There’s a lot of talk about machine learning and AI. Every day, it seems, there is a new story about some remarkable thing powered my machine learning, such as diagnosing cancer, finding oil and gas, writing music, or detecting plant diseases. According to the Harvard Business Review, machine learning is already changing business, improving the quality of work, and making prediction cheaper.
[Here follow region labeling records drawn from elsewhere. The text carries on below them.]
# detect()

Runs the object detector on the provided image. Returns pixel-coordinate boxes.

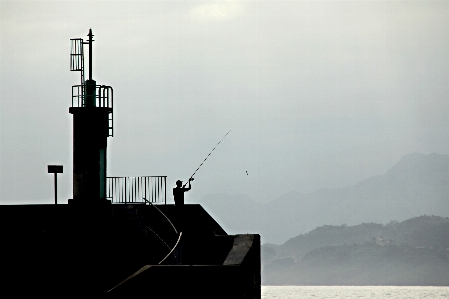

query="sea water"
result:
[262,286,449,299]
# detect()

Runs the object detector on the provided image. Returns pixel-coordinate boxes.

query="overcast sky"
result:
[0,0,449,204]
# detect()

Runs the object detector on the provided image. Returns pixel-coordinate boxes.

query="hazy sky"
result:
[0,0,449,204]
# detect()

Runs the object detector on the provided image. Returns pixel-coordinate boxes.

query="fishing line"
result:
[182,130,231,188]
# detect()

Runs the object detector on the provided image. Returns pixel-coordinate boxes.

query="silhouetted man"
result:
[173,178,193,208]
[173,178,193,265]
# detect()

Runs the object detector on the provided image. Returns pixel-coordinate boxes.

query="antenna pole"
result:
[87,29,94,80]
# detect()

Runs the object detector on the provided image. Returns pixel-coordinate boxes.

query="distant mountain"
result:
[262,216,449,286]
[200,153,449,244]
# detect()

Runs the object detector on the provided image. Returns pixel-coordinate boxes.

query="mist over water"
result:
[262,286,449,299]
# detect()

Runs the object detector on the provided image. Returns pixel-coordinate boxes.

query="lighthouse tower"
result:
[69,29,113,203]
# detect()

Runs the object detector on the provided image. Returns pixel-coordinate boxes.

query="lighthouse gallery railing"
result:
[106,176,167,204]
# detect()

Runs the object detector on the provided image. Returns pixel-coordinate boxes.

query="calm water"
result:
[262,286,449,299]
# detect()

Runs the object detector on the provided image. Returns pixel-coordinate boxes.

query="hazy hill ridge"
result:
[262,216,449,286]
[201,153,449,244]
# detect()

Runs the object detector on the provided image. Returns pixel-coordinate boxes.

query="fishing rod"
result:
[182,130,231,188]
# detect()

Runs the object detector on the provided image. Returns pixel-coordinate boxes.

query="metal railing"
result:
[72,85,114,137]
[106,176,167,204]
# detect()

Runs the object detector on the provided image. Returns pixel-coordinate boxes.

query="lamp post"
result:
[48,165,62,205]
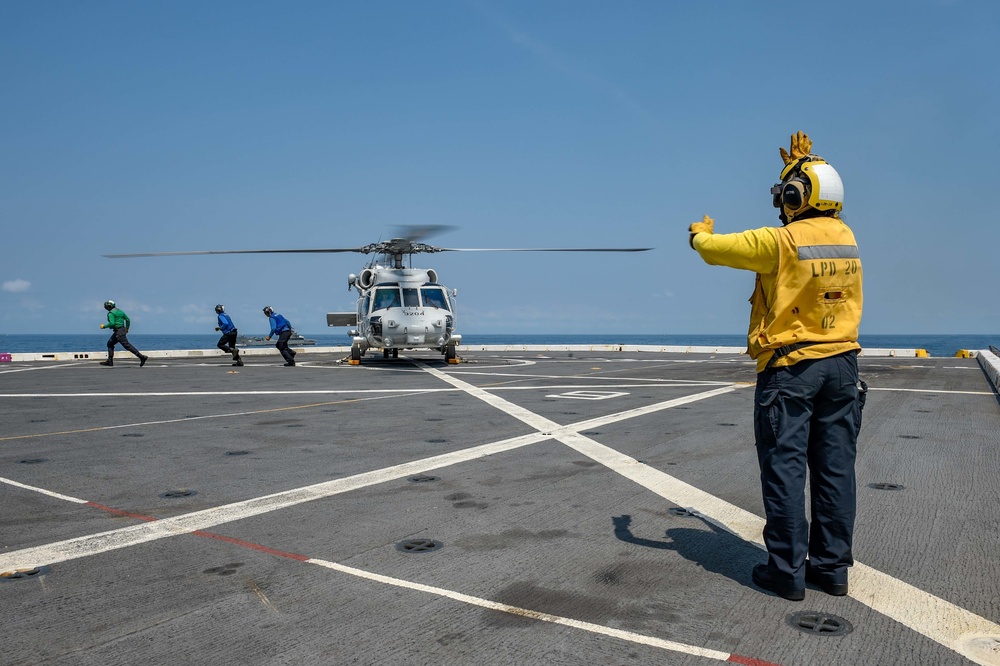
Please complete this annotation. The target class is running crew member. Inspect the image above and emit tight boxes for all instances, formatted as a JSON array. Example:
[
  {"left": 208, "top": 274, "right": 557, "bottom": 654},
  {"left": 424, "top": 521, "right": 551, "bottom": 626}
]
[
  {"left": 215, "top": 303, "right": 243, "bottom": 365},
  {"left": 264, "top": 305, "right": 295, "bottom": 367},
  {"left": 101, "top": 301, "right": 149, "bottom": 368}
]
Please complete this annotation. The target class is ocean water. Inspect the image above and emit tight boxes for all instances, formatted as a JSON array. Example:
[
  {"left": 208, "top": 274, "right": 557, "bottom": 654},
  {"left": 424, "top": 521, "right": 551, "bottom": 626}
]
[{"left": 0, "top": 332, "right": 1000, "bottom": 356}]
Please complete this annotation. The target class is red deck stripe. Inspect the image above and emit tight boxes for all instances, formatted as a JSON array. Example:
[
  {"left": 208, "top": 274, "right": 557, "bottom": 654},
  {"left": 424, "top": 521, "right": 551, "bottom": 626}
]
[
  {"left": 84, "top": 502, "right": 159, "bottom": 522},
  {"left": 191, "top": 530, "right": 311, "bottom": 562},
  {"left": 726, "top": 654, "right": 779, "bottom": 666}
]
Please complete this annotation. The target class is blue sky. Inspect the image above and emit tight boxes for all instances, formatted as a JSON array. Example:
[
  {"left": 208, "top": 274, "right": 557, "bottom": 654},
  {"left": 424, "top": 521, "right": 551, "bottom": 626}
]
[{"left": 0, "top": 0, "right": 1000, "bottom": 334}]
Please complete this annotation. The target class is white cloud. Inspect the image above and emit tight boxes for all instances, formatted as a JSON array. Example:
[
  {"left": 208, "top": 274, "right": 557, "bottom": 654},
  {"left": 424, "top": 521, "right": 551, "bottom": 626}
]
[{"left": 3, "top": 278, "right": 31, "bottom": 294}]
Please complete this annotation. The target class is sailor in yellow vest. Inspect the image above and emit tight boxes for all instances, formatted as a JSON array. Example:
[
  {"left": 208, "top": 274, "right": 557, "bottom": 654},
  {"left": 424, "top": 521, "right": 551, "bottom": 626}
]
[{"left": 689, "top": 132, "right": 867, "bottom": 601}]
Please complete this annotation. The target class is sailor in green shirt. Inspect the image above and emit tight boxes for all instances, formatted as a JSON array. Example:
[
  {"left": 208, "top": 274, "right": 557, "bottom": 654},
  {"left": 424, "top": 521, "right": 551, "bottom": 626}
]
[{"left": 101, "top": 301, "right": 149, "bottom": 368}]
Open data science is the critical capability that makes it possible for organizations to apply machine learning and artificial intelligence at scale. Working data scientists prefer to use open source software, such as Python, R, and Apache Spark, for many reasons. These include comprehensive functionality, flexibility, extensibility, transparency, and innovation.
However, many organizations have a large footprint of legacy analytics software. Executives in these organizations struggle to manage the growing cost of this software and to encourage users to adopt open source tooling.
Migration to open data science is challenging for several reasons. Existing users of legacy software often have strong personal preferences and resist switching. Programs written with legacy software must be rebuilt in new tools. Data may be siloed within the legacy platform. Complicating matters, commercial software vendors use community-building techniques to cultivate loyalty among end users.
Nevertheless, we see organizations successfully transition to a culture of open data science. This makes it possible for us to identify a series of transitional steps for organizations. These include understanding user needs; aligning software to needs; eliminating data silos; code migration; and training users on new tools.
We close the presentation with a discussion of keys to success in building an open data science culture. They include such things as executive leadership, cost transparency, and clear metrics of user adoption and success with open data science tools.
Thomas W. Dinsmore is a Senior Director for DataRobot, an AI startup based in Boston, Massachusetts, where he is responsible for competitor and market intelligence. Thomas’ previous experience includes service for Cloudera, The Boston Consulting Group, IBM Big Data, and SAS. Thomas has worked with data and machine learning for more than 30 years. He has led or contributed to projects for more than 500 clients around the world, including AT&T, Banco Santander, Citibank, CVS, Dell, J.C.Penney, Monsanto, Morgan Stanley, Office Depot, Sony, Staples, United Health Group, UBS, Vodafone, and Zurich Insurance Group. Apress published Thomas’ book, Disruptive Analytics, in 2016. Previously, he co-authored Modern Analytics Methodologies and Advanced Analytics Methodologies for FT Press and served as a reviewer for the Spark Cookbook. He posts observations about the machine learning business on his personal blog at thomaswdinsmore.com.